Advanced Fuzzy Name Matching is a Machine Learning-based technology that intelligently matches a name against variants of the name that might occur in a database.
Matching names against an existing database is a challenging task because names of people can vary based on many factors, including:
- Simple misspellings: Hans Morgenstern vs. Hans Morgenstirn
- Use of a nickname vs. the full form of a name: John vs. Johnny
- Presence vs. absence of an initial: John F. Smith vs. John Smith
- Names that sound alike but are spelled differently: Sean vs. Shawn vs. Shaun; Goldman vs.
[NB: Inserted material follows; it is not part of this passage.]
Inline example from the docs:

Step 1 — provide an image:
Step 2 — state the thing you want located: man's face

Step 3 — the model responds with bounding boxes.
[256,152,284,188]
Goldmann
- Name order variants: William Johnson vs. Johnson, William
- Transliteration variants: Abdel el-Sisi vs. Abdul al-Sisi. (A language like Arabic is written in a script different from Latin and also has some sounds that don’t occur in English. When transforming the name from Arabic letters to English ones, differences in spelling frequently arise.)
Of course, these examples are only a small sample of the possible variations. What makes the challenge of matching quite hard is that multiple variations can occur in a single name:
- William Benson Harrison vs. Bill B. Harrison vs. Will Harrison vs. W. B. Harrison vs. Harrison, William vs. Harrison, Bill, etc.
- Sean Berman vs. Shaun Burman
Advanced Fuzzy Name Matching uses a state-of-the-art machine learning algorithm and large-scale, real-world name variant data. This approach automatically learns a collection of intelligent, probabilistic name matching rules from the data. Because the rules are learned from real data, they are not bound by the limitations of humans’ knowledge. They reflect countless name variants that occur in the real world.
In addition, information supplied by the extracted relationships can be used to aid in distinguishing individuals. For instance, different associated license numbers would typically mean these are two different people:
Isabelle M. Robertson, VA Lic. 342095
Isabelle Robertson (OR license 89239)
Adverse event information such as in our example in the previous section would be attached to the individual’s record for review by the client/attorney who requested the search.
The end result is a fully deduplicated and enriched database with all data relevant to a single individual captured in the same record.
Summary
The combination of Entity Extraction and Fuzzy Name Matching helps attorneys select the expert witnesses who are most likely to persuade a judge or jury. It will make the job of attorneys in preparing a case much easier and less prone to error.